I just tested ldap_integration (version 6.x-1.0-alpha2) in my corporate environment, it works like a charm. I didn't test the optional modules (groups and data), but at least the base functionality works for me.

This thread has been quiet for a while now, but still no news of a new release. Is LDAP Integration going to get a new version any time soon?

In 2 days it is exactly one year after the last alpha release. Maybe this is the time to go for a new alpha ;-)

A beta1 was released today...

HURRAY!

Thanks a lot. Working great!

I to can test successfully allowing all members of a domain access to the site and automatically creating account names based on their user name in AD but when I try to restrict by group I get an error,

"Access denied

* warning: array_intersect() [function.array-intersect]: Argument #1 is not an array in /opt/lampp/htdocs/modules/ldap_integration/ldapgroups.module on line 89.
* Sorry, unrecognized username or password.
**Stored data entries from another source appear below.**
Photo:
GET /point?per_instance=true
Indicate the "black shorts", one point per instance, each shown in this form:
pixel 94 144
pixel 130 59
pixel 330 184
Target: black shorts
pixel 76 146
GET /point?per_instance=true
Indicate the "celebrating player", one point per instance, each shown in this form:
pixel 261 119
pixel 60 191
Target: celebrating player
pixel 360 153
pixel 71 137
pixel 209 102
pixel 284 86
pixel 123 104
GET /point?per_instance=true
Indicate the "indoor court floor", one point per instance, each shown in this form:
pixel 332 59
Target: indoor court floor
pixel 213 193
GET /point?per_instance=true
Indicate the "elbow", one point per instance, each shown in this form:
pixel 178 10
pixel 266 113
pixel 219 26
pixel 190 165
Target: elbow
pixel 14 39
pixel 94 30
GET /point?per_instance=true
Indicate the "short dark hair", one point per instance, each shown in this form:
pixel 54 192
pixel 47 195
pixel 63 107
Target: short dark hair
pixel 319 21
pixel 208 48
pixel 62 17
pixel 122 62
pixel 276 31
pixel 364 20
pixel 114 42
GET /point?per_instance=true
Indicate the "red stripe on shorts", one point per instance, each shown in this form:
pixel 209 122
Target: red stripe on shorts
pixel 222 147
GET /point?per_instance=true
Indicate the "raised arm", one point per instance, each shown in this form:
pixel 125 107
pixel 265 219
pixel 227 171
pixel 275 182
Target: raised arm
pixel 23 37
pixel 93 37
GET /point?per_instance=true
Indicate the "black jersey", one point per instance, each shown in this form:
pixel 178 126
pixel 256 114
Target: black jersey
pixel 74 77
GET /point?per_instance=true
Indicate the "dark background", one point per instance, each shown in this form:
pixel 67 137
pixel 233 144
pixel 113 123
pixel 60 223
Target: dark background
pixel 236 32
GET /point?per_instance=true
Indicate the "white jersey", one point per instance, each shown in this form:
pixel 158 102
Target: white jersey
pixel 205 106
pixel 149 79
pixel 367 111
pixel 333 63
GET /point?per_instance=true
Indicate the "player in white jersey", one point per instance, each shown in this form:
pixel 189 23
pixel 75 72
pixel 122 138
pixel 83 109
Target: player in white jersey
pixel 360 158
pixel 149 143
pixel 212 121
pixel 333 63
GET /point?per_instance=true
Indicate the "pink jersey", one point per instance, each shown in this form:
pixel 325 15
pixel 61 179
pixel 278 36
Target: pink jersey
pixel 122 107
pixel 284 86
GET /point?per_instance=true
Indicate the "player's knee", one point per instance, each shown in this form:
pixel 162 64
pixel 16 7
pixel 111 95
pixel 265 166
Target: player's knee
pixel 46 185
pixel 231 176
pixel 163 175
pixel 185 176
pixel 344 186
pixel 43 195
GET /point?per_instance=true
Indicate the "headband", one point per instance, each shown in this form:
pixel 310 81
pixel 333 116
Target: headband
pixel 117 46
Have you forgotten your password?

You are not authorized to access this page. "

I have made sure this file ldapgroups.module is read and write, restarted XAMPP, tested with different users and groups. When I log in with the correct password for a user I get the above error but when I log in with an incorrect password I get

"Access denied
Sorry, unrecognized username or password. Have you forgotten your password?
You are not authorized to access this page. "

So it looks like the request from the site is hitting active directory finding an account within the specified group but when accepted not being processed by the LDAP module itself properly..

What can be done aside from making changes to ldapgroups.module?

group syntax is

CN=group,OU=security Group,OU=admin,DC=something,DC=something,DC=com,DC=au

Is this correct as it is not specified with that feature.

Please assist

Thanks.

You are posting your request into an inappropriate ticket.

My apologies, I am struggling to find how to resolve this, any ideas where I should be going and posting?

Why not creating an own ticket for it?

I was holding off on the help module until the beta was out. Now I can get it working again since LDAP is more stable. I forget if miglius wants it as part of this module distribution or not but we can sort that out later.

I tested the beta on Windows 2008 Server with IIS 7 and Microsoft Active Directory and both ldap authentication and group mapping and filtering worked fine.